Стул с живым камнем.
— Меня в этом доме, — четко произнесла Хлоя, яростно глядя в лицо обомлевшего Мишеля, — поприветствовали этим. Я тоже с тобой так поздороваюсь.
В ее тихом голосе, почти перешедшем в шепот, послышалась такая кровожадность, что и Дракон позавидовал бы, и Мишель завопил и забился в руках удерживающих его телохранителей Хлои.
— Нет, нет, нет! — орал он, но Хлоя лишь мотнула головой, глаза ее решительно сверкнули.
— Усадить, — жестко велела она, и на Мишеле были с треском порваны штаны.
Громкий вопль прокатился по саду, оглушая своим нечеловеческим ужасом похолодевшего Робера, упавшего ничком в рыхлую землю. Он уткнулся лицом в мягкие комья и, сам того не замечая, грыз, жевал их, покуда этот вопль, полный боли, страдания, то срывающийся на визг, то разваливающийся на громкие рыдания, терзал его слух.

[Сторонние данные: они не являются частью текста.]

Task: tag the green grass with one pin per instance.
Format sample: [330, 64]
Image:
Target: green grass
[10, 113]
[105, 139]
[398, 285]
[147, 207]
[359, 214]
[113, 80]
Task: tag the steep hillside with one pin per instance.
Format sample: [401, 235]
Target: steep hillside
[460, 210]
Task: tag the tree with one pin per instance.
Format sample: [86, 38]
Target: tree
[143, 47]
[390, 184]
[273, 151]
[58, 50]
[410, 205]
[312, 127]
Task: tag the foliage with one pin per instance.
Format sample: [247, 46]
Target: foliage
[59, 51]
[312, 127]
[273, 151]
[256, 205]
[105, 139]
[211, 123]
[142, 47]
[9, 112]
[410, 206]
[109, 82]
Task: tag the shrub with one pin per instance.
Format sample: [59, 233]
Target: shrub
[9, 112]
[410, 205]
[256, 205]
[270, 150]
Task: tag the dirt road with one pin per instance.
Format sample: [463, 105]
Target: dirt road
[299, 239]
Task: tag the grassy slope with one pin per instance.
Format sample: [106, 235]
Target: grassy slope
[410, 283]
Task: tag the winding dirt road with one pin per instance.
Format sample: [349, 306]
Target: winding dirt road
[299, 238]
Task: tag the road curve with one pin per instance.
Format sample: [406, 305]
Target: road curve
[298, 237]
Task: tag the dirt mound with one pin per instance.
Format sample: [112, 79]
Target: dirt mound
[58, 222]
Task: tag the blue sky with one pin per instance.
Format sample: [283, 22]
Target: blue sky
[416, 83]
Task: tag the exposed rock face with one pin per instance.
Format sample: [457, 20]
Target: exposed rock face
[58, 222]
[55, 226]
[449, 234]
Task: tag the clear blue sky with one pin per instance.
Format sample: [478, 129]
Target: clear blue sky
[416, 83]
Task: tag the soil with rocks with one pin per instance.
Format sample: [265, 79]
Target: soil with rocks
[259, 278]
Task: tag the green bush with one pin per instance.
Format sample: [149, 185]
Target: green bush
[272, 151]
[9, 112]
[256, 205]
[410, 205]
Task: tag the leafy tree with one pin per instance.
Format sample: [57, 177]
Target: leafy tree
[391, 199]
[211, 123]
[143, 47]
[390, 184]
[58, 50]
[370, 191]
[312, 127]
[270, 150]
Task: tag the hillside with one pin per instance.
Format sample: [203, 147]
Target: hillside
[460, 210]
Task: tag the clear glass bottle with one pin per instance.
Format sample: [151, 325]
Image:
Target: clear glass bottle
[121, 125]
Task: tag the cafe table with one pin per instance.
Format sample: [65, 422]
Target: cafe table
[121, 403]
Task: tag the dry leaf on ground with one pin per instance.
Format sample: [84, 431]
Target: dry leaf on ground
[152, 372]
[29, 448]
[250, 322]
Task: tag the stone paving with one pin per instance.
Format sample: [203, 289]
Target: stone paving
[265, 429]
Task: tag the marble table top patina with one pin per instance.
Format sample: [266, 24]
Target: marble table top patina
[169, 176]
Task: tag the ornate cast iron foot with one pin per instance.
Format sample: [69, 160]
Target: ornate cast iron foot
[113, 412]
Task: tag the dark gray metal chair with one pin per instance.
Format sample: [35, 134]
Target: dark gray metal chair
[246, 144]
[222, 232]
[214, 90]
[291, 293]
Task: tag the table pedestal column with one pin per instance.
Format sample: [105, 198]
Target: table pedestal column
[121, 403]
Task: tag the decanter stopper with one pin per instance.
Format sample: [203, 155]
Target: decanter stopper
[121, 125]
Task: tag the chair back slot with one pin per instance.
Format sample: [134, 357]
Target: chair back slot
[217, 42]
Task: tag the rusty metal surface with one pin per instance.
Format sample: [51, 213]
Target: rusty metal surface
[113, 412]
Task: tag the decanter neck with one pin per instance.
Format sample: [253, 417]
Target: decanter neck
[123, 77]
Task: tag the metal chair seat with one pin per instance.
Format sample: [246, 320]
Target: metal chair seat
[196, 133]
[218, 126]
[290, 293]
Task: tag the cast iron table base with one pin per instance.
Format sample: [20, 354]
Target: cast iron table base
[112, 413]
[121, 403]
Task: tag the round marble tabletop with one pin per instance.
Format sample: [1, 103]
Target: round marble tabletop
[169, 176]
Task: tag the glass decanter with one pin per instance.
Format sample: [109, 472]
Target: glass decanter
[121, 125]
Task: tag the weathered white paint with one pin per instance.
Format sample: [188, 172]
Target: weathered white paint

Хлоя по-прежнему молчала, слушая, как корчится и вопит ее бывший муж. Из-под него, на мягкую землю, текли тонкими ручейками струйки крови, оголенные ноги напрягшиеся до каменной твердости, тряслись. Лицо страдальца, налитое темной кровь, тряслось, и Хлоя злорадно усмехнулась, глядя, как Мишель разевает рот.
— Закопать, — велела она кратко. — По шею. Пусть тешит мой слух своими песнями.
Глава 12. Влечение драконьей крови
Дракон вернулся поздно вечером, когда солнце уже скрылось за Сахарной горой, и ее светлая вершина была похожа на раскалённый в горниле металл.
Мишель к тому времени затих; его голос уже не разносился по саду, лишь тяжёлый, затихающий хрип изредка доносил вечерний ветер. Господин Робер, который все ещё валялся в кустах без сил, с невероятным облегчением подумал о том, что сейчас ему не нужно будет присутствовать на ужине. Его несколько раз отвратительно и тяжело вырвало, и он чувствовал себя так, словно мясник вспорол ему живот и вывернул его наизнанку.
Робер никогда не был трусом; ему случалось и убивать на дуэлях, и смерти он повидал достаточно, но в этот раз все пошло не так.